Now I need to eat now, and I heard that too, how could he eat any more,
he’ll explode like a balloon. You are so cruel, just because you are 80
countries away you think you can mock me. I’ve seen your dirty habits, reading
The Butcher The Baker and The Undertaker, in Persian or Arabic or Chinese or
whatever languages, and wherever you are. And you thought it was a Business
Studies Title, something about marketing across the trades, I had the last
laugh, it’s a comedy about a street of shops with a very dramatic ending. I bet
you don’t even know what a 29288 really is. Go on clever dicks in Kardasian, is
that a country or a people, anyway what is a 29288, is that a Kim thing, the
North Korean Kim thing?
So while I go and eat, and maybe I’ll explode a bit after my beans, you
go and do some homework. What is the meaning of 29288 in the book and in
reality. And the winner gets a prize. They can come and speed type Tears for a
Butcher, I just hope you’re not a Sumo from Japan.
On this day I choose to be happy
Today it's the
anniversary of my dad's death
18 years ago,
he had an egg and asked for a 2nd
when his 2nd
breakfast egg arrived he has already gone
when my sister
came with the news I howled
like a puppy
being beaten with an iron bar
for a full
hour.
Yesterday in
Indonesia I think somebody
was reading My
Dad my Best Friend
so you an all
find and read that too.
Find and read
Padre Pio and Me too on the sites
BUT BACK TO THE
THEME
We choose to be
happy
Yes things
happen and they can break our spirit
But not for
ever
I once found
the How I Can Make this Day Count "poem"
So I cut it out
and framed it.
I did not even
know it was the AA motto
I thought it
was just a good motto
I also cut out
a Caravaggio Xmas scene
and had that on
my mantelpiece next to the AA poem
I had not even
heard of Andrew Graham Dixon
he's Britain's
best Art expert, go google him, he's always
available for
work. A kind of jobbing Art Expert, a la bona
Duncan and
Sandy art aspirations. I hope he's smiling or I'll
be through a
canvas.
Anyway let's be
happy, so we cannot afford $500,000,000 for a nice
piece to adorn
our walls, and we can't get Andrew Graham Dixon, so good I name dropped him twice.
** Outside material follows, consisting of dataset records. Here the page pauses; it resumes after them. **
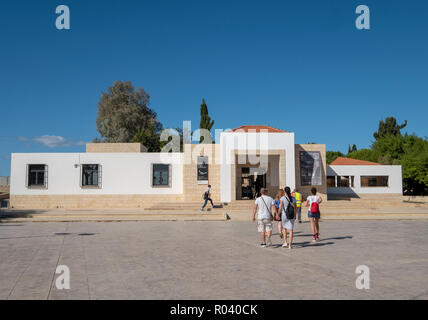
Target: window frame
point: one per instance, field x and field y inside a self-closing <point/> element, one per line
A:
<point x="368" y="184"/>
<point x="95" y="186"/>
<point x="43" y="186"/>
<point x="152" y="176"/>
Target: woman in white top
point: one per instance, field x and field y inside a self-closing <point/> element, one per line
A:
<point x="287" y="224"/>
<point x="314" y="214"/>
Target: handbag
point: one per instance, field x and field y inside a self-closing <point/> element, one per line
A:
<point x="290" y="210"/>
<point x="271" y="216"/>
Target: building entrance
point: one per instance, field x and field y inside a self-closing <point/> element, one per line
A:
<point x="252" y="180"/>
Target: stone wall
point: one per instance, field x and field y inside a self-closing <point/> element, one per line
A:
<point x="89" y="201"/>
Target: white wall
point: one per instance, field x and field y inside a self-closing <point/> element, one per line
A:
<point x="393" y="172"/>
<point x="122" y="173"/>
<point x="254" y="141"/>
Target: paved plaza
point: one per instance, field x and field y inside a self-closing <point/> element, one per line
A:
<point x="212" y="260"/>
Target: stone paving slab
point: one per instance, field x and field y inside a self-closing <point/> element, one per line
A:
<point x="212" y="260"/>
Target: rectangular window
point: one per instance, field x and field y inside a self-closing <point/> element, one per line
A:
<point x="202" y="169"/>
<point x="37" y="176"/>
<point x="374" y="181"/>
<point x="343" y="182"/>
<point x="91" y="175"/>
<point x="161" y="175"/>
<point x="331" y="182"/>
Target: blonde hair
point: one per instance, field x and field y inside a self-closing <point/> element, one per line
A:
<point x="280" y="194"/>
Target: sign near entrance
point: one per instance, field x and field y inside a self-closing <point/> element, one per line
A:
<point x="310" y="168"/>
<point x="203" y="169"/>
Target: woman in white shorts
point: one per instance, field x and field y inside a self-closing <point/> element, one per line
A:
<point x="287" y="224"/>
<point x="314" y="215"/>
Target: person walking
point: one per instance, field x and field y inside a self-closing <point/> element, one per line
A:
<point x="299" y="200"/>
<point x="288" y="210"/>
<point x="263" y="207"/>
<point x="278" y="197"/>
<point x="314" y="213"/>
<point x="207" y="198"/>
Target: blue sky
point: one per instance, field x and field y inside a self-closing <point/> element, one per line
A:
<point x="300" y="66"/>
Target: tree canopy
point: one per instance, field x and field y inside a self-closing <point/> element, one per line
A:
<point x="393" y="148"/>
<point x="206" y="122"/>
<point x="124" y="115"/>
<point x="389" y="127"/>
<point x="332" y="155"/>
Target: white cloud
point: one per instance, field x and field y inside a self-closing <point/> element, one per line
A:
<point x="56" y="141"/>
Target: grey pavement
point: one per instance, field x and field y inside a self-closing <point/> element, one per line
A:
<point x="212" y="260"/>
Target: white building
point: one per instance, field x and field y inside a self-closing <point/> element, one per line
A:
<point x="356" y="177"/>
<point x="246" y="159"/>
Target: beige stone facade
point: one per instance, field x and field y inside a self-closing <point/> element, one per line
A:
<point x="89" y="201"/>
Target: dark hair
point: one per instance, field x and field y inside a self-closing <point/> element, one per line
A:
<point x="288" y="192"/>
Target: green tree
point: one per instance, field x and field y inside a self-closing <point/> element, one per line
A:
<point x="409" y="151"/>
<point x="353" y="149"/>
<point x="123" y="111"/>
<point x="389" y="127"/>
<point x="333" y="155"/>
<point x="150" y="138"/>
<point x="206" y="122"/>
<point x="364" y="154"/>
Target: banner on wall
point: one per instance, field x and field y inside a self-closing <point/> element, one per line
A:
<point x="310" y="168"/>
<point x="202" y="169"/>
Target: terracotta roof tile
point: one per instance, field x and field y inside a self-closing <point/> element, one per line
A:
<point x="258" y="129"/>
<point x="341" y="161"/>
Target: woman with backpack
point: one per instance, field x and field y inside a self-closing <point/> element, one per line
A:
<point x="313" y="202"/>
<point x="278" y="197"/>
<point x="288" y="210"/>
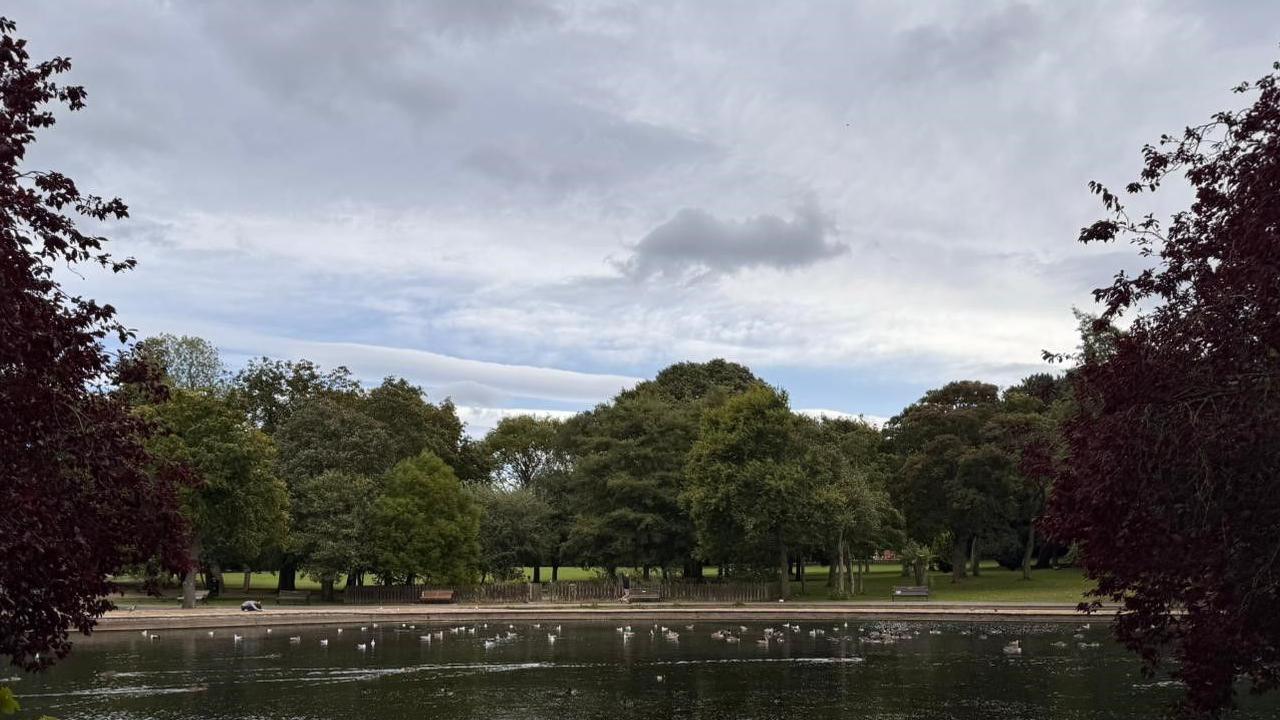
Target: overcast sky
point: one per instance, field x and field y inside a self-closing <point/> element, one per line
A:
<point x="529" y="205"/>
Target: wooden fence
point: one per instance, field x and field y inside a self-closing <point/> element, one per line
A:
<point x="568" y="592"/>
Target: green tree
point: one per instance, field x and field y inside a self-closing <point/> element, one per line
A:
<point x="416" y="424"/>
<point x="524" y="450"/>
<point x="328" y="433"/>
<point x="746" y="492"/>
<point x="333" y="433"/>
<point x="186" y="361"/>
<point x="626" y="484"/>
<point x="425" y="525"/>
<point x="332" y="524"/>
<point x="512" y="531"/>
<point x="240" y="509"/>
<point x="951" y="484"/>
<point x="629" y="461"/>
<point x="845" y="461"/>
<point x="272" y="390"/>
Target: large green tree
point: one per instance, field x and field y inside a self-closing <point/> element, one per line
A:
<point x="332" y="524"/>
<point x="240" y="507"/>
<point x="629" y="461"/>
<point x="952" y="486"/>
<point x="186" y="361"/>
<point x="846" y="464"/>
<point x="272" y="390"/>
<point x="512" y="529"/>
<point x="425" y="525"/>
<point x="748" y="492"/>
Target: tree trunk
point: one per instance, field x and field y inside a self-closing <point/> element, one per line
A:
<point x="215" y="574"/>
<point x="849" y="569"/>
<point x="918" y="566"/>
<point x="1028" y="551"/>
<point x="188" y="579"/>
<point x="288" y="575"/>
<point x="959" y="559"/>
<point x="784" y="572"/>
<point x="836" y="570"/>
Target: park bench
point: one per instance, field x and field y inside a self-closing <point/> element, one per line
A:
<point x="435" y="596"/>
<point x="910" y="591"/>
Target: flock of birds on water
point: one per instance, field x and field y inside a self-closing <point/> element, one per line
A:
<point x="730" y="636"/>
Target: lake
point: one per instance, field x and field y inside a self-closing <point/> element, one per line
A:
<point x="883" y="670"/>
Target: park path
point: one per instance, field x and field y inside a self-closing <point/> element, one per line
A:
<point x="216" y="616"/>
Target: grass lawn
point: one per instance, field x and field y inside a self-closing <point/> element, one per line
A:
<point x="995" y="584"/>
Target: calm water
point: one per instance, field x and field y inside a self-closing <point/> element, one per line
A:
<point x="932" y="671"/>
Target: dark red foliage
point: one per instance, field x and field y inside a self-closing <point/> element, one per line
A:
<point x="1174" y="483"/>
<point x="76" y="500"/>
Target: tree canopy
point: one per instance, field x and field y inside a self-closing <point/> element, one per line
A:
<point x="1174" y="455"/>
<point x="78" y="502"/>
<point x="424" y="525"/>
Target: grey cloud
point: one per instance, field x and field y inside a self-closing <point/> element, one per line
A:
<point x="694" y="244"/>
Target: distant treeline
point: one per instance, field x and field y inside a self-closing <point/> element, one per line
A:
<point x="301" y="469"/>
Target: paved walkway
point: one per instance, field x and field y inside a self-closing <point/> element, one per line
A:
<point x="222" y="616"/>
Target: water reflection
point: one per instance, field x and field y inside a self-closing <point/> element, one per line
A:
<point x="712" y="670"/>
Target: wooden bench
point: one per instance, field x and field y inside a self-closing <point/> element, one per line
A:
<point x="910" y="591"/>
<point x="640" y="595"/>
<point x="435" y="596"/>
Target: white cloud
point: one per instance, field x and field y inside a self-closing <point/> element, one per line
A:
<point x="447" y="190"/>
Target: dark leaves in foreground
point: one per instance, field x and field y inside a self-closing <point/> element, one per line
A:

So we have a 10p cardboard biscuit tin winter scene hanging on our bedroom wall
inside a plastic bag from your Yfronts. Well that's what I've had these past 50
years. I do change my Yfronts and the plastic bag occasionally. But that 10p
cardboard biscuit tin winter scene means so much to me, more that the
$500,000,000 nice piece the Russian guy has on his wall, or the Monet that
famous writer has on his wall, so famous I've forgotten his name, now I
remember that Archer guy, yes I really forgot for a second. The Movelat pain
killer has not kicked in yet, so forgive me Jeffery.
So let's all
strive to be happy, today, even if we are thinking about our dear dead dad.
Because your dad, my dad, or even Our Father who Art in Heaven, dad would like
us all to be happy, why be sad , why worry , because worry is useless, as Padre
Pio used to say.
So this is what
I've written for you all this morning, and yes the INTERLUDE IS OVER, so are
you ready to READ and be READ to. Come on, I cannot hear, you, YES say YES. On
your marks get set, bookmarkers at the ready.
The fat silver
haired writer in shades from Birmingham is back at his desk, still wearing the
same sweaty string vest, but soon it'll be curtains for him, IF only he/I
can find a man to put a curtain rail up. So bona curtain rail sticker uppers a
la Duncan and Sandy do come, and lol by and stick it up, not up my jumper but
on the wall. So just knock my knockers, and then I'll have curtains, and
that'll be the end of that, just don't trip over the cat.